Better was a plateful of veal kidneys. I only tried a little of this but what I tried was meaty and delicately offaly. This was the best dish of the day.
Desserts; I ordered roast pineapple and raisin ice cream / frozen raisin thing. It wasn’t ice cream - I am not sure what it was called. The roast pineapple was a cube of about an inch or so and warm, it was sat on a slice of raw pineapple. The raisin ice cream thing was sliced like Swiss roll. It was not as good as other desserts I have had here.
The other dessert was a rhubarb trifle. Again it was perfectly nice but lacking the extra required in elevating the good to the very good. Something I could have made at home was the verdict.

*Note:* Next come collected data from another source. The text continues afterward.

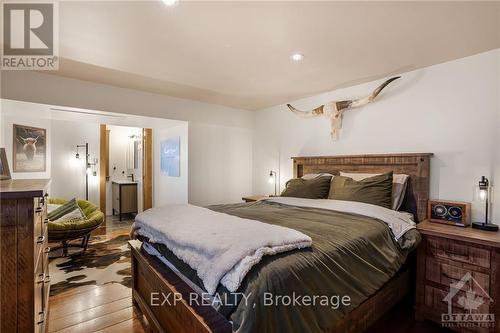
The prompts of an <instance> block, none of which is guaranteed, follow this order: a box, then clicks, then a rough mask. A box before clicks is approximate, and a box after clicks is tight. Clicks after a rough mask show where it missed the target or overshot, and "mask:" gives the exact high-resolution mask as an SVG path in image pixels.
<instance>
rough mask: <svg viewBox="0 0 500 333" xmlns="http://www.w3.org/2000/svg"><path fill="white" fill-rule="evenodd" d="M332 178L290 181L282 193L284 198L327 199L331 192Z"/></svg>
mask: <svg viewBox="0 0 500 333" xmlns="http://www.w3.org/2000/svg"><path fill="white" fill-rule="evenodd" d="M331 179H332V176H328V175H325V176H318V177H314V178H311V179H304V178H294V179H290V180H289V181H288V182H287V183H286V186H285V189H284V190H283V192H282V193H281V196H282V197H295V198H305V199H326V198H327V197H328V191H329V190H330V181H331Z"/></svg>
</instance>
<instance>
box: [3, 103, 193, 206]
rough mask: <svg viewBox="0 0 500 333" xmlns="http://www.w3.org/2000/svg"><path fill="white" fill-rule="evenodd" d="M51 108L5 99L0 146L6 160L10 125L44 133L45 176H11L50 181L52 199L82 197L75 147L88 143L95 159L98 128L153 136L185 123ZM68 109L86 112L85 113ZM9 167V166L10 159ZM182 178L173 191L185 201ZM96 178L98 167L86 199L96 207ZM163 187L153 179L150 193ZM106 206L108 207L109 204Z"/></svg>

We ended with coffee and Eccles cakes.
I don’t think I have been since the dining room was redecorated and additional tables added. There are too many tables in my opinion. It is a squeeze for the staff at times and some of the tables are now too close. The dining room was full so there is clearly demand but I am not sure that the kitchen can keep up with the dining rooms. (There is also a private dining room, although I don’t know if this was open on this occasion).
We arrived early and waited about twenty/thirty minutes past our reservation time to be shown to our table on this occasion. It did cross my mind to ask to go directly to our table on arrival but they like you to relax in the lounge with the menus and drinks so if you book for one thirty they suggest you arrive at one, but then you have to wait. It is a shame as I have enjoyed a number of meals here. Of the food, nothing was at all bad; it was just not as good as it has been on the other occasions I have eaten here. I will go back at some point but I will probably give it a miss for a while.

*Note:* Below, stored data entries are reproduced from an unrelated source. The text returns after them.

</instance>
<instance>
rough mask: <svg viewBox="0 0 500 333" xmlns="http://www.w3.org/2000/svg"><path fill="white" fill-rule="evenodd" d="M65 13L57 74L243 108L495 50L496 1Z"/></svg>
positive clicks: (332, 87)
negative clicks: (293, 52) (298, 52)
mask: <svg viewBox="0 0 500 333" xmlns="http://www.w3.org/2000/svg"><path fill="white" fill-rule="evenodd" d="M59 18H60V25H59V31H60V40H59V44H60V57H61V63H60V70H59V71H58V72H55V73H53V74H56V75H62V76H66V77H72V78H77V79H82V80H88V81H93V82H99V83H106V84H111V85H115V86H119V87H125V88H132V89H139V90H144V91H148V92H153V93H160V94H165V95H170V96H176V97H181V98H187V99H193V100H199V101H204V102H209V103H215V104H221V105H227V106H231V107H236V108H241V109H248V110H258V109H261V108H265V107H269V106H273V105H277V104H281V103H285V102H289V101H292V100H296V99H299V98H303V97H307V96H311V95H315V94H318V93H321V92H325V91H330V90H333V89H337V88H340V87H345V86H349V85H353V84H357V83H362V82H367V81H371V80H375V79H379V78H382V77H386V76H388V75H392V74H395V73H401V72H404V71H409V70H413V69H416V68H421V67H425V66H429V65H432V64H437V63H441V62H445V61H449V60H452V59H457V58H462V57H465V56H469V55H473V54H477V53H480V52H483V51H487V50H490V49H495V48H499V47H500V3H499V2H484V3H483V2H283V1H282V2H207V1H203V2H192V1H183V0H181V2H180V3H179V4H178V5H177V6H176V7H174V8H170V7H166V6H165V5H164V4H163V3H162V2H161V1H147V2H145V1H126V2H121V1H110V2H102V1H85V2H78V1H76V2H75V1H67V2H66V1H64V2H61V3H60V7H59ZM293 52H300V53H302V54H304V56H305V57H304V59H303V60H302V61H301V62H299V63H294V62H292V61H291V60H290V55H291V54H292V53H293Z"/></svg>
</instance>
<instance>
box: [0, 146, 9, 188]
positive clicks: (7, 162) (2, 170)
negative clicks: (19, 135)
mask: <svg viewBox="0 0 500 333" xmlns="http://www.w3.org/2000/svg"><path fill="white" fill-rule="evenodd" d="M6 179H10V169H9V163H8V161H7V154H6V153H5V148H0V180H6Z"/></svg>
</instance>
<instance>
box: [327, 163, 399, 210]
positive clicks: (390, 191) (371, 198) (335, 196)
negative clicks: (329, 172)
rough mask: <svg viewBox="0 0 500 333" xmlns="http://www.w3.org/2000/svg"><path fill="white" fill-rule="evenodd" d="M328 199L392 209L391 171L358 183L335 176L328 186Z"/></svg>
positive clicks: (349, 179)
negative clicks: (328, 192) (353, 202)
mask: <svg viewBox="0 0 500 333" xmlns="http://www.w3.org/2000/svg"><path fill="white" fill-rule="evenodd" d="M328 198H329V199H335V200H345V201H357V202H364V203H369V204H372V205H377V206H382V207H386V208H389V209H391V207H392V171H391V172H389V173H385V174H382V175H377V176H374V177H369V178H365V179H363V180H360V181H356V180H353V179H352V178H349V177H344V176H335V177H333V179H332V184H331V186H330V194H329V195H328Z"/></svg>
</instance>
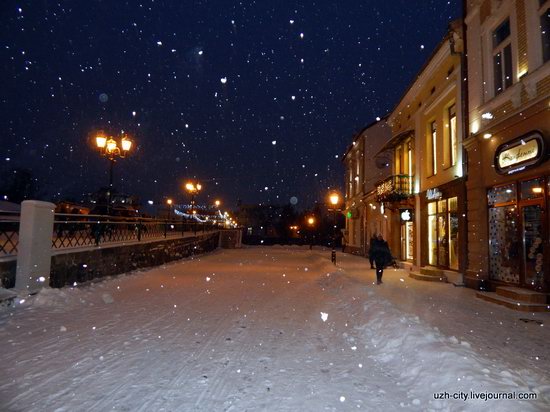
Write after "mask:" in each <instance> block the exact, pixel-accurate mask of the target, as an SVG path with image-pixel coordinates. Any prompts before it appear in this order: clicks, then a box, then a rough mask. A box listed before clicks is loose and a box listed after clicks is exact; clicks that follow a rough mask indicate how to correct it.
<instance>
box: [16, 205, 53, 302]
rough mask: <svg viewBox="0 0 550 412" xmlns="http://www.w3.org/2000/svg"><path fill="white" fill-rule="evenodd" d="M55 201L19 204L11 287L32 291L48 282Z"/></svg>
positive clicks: (21, 290)
mask: <svg viewBox="0 0 550 412" xmlns="http://www.w3.org/2000/svg"><path fill="white" fill-rule="evenodd" d="M54 210H55V205H54V204H53V203H48V202H39V201H37V200H25V201H24V202H23V203H22V204H21V221H20V223H19V246H18V252H17V269H16V277H15V289H16V290H17V291H18V292H22V293H29V294H31V293H36V292H38V291H39V290H40V289H41V288H42V287H43V286H44V285H46V286H47V285H49V283H50V266H51V257H52V234H53V220H54Z"/></svg>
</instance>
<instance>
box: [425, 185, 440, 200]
mask: <svg viewBox="0 0 550 412" xmlns="http://www.w3.org/2000/svg"><path fill="white" fill-rule="evenodd" d="M442 197H443V193H441V191H440V190H439V189H438V188H437V187H436V188H434V189H428V190H427V191H426V199H428V200H438V199H441V198H442Z"/></svg>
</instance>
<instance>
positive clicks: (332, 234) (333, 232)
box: [328, 192, 340, 265]
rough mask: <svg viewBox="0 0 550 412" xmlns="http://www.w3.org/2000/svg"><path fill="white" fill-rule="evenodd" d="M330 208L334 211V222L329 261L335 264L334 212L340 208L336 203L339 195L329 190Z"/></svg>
mask: <svg viewBox="0 0 550 412" xmlns="http://www.w3.org/2000/svg"><path fill="white" fill-rule="evenodd" d="M329 202H330V208H329V209H328V210H329V211H333V212H334V215H333V216H334V222H333V228H332V253H331V261H332V263H334V264H335V265H336V213H338V211H339V210H340V209H339V208H338V204H339V203H340V195H339V194H338V193H337V192H331V193H330V195H329Z"/></svg>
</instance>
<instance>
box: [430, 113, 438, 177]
mask: <svg viewBox="0 0 550 412" xmlns="http://www.w3.org/2000/svg"><path fill="white" fill-rule="evenodd" d="M428 141H429V148H430V159H431V165H430V166H431V169H430V173H431V175H430V176H435V175H436V174H437V120H436V119H433V120H431V121H429V122H428Z"/></svg>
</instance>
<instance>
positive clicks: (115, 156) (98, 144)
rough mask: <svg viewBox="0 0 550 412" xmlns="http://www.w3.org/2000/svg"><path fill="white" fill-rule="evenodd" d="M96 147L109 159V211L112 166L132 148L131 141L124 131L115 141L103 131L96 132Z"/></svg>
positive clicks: (111, 173) (125, 154)
mask: <svg viewBox="0 0 550 412" xmlns="http://www.w3.org/2000/svg"><path fill="white" fill-rule="evenodd" d="M95 143H96V147H97V149H98V150H99V153H100V154H101V155H102V156H105V157H106V158H107V159H109V165H110V166H109V192H108V202H109V203H108V205H107V213H108V214H110V213H111V202H112V200H111V199H112V195H113V167H114V165H115V162H116V159H117V158H118V157H120V158H125V157H126V156H127V155H128V153H129V152H130V149H131V148H132V143H133V142H132V141H131V140H130V139H129V138H128V136H127V135H126V134H125V133H122V134H121V136H120V140H119V141H118V142H117V141H116V140H115V139H114V138H113V137H112V136H107V135H106V134H105V133H104V132H99V133H97V135H96V137H95Z"/></svg>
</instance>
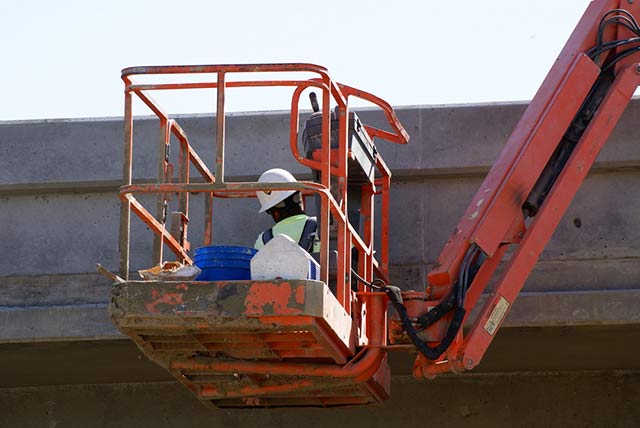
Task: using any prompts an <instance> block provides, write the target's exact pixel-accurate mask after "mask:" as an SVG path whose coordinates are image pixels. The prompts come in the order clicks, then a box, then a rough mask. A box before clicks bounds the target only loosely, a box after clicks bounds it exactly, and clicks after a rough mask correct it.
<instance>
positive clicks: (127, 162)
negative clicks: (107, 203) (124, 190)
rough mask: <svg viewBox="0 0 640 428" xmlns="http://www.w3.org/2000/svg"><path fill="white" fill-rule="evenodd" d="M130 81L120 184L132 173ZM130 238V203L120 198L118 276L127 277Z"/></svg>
mask: <svg viewBox="0 0 640 428" xmlns="http://www.w3.org/2000/svg"><path fill="white" fill-rule="evenodd" d="M129 84H130V82H129V81H128V80H127V79H125V93H124V156H123V165H124V167H123V174H122V184H123V185H125V186H126V185H131V182H132V179H131V177H132V175H133V165H132V164H133V112H132V98H131V91H130V90H129V88H128V85H129ZM130 238H131V203H130V202H129V200H126V201H124V200H120V242H119V243H118V244H119V251H120V276H121V277H122V278H124V279H125V280H128V279H129V241H130Z"/></svg>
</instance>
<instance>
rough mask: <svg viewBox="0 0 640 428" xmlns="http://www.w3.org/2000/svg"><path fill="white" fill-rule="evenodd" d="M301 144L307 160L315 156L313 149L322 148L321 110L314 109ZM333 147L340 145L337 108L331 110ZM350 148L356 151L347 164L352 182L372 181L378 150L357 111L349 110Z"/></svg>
mask: <svg viewBox="0 0 640 428" xmlns="http://www.w3.org/2000/svg"><path fill="white" fill-rule="evenodd" d="M336 110H337V108H336ZM302 145H303V148H304V153H305V157H306V158H307V159H313V152H314V151H316V150H320V149H321V148H322V113H320V112H315V113H313V114H312V115H311V117H309V119H307V121H306V123H305V127H304V130H303V132H302ZM331 148H332V149H337V148H338V117H337V112H336V111H332V112H331ZM347 149H349V150H351V153H352V154H353V159H352V158H351V157H349V159H348V165H347V168H348V174H349V182H354V183H355V182H362V181H370V182H373V179H374V177H375V167H376V159H377V156H378V152H377V150H376V147H375V145H374V144H373V141H371V138H370V137H369V135H368V134H367V132H366V131H365V129H364V125H362V122H360V119H359V118H358V115H356V114H355V113H354V112H350V113H349V124H348V135H347Z"/></svg>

Posted 15 October 2012 - 10:32 AM
There was a canapé with the aperitifs in the lounge – very thin biscuits and a black pea houmous. And, once in the dining room, there was a good selection of bread. We tried the cheese one and a roasted onion one. Both very good.
“Foragers soup” was based on leeks with a background flavouring from lovage, bittercress and sorrel. It was light, interesting and totally delicious. The other starter, a game turnover, was another success. Crisp pastry, enclosing what I think was mainly rabbit. Alongside, a few salad leaves; turnip puree and a few dice of pickled turnip. Really rather fab as starts to an autumn lunch.
For mains, beef cheek was packed with flavour and whatever it had been cooked in was now just clinging to the meat. There were some sautéed wild mushrooms and a little spinach. And mashed potatoes. Not pomme puree. Not a sloppy goo. Just proper mashed potatoes. They appeared on the other plate, as well. Here they accompanied hake. There was also thick slices of leek – boiled and then finished in the pan to char them slightly. But the star accompaniment here was a wonderfully crisp onion and turmeric fritter – a Michelin onion bhaji, if you will.
Desserts were as good as the previous courses. Roasted pineapple sat alongside rum and raisin ice cream, together with a little rum and lime sauce – for that totally tropical taste. My dessert had its own lilt but one firmly fixed in Britain. A mousse, lightly flavoured with Horlicks, was topped with a dice of Bramley apple and a little apple sorbet. Just excellent.
And, to finish, good strong espresso and a little Eccles cake.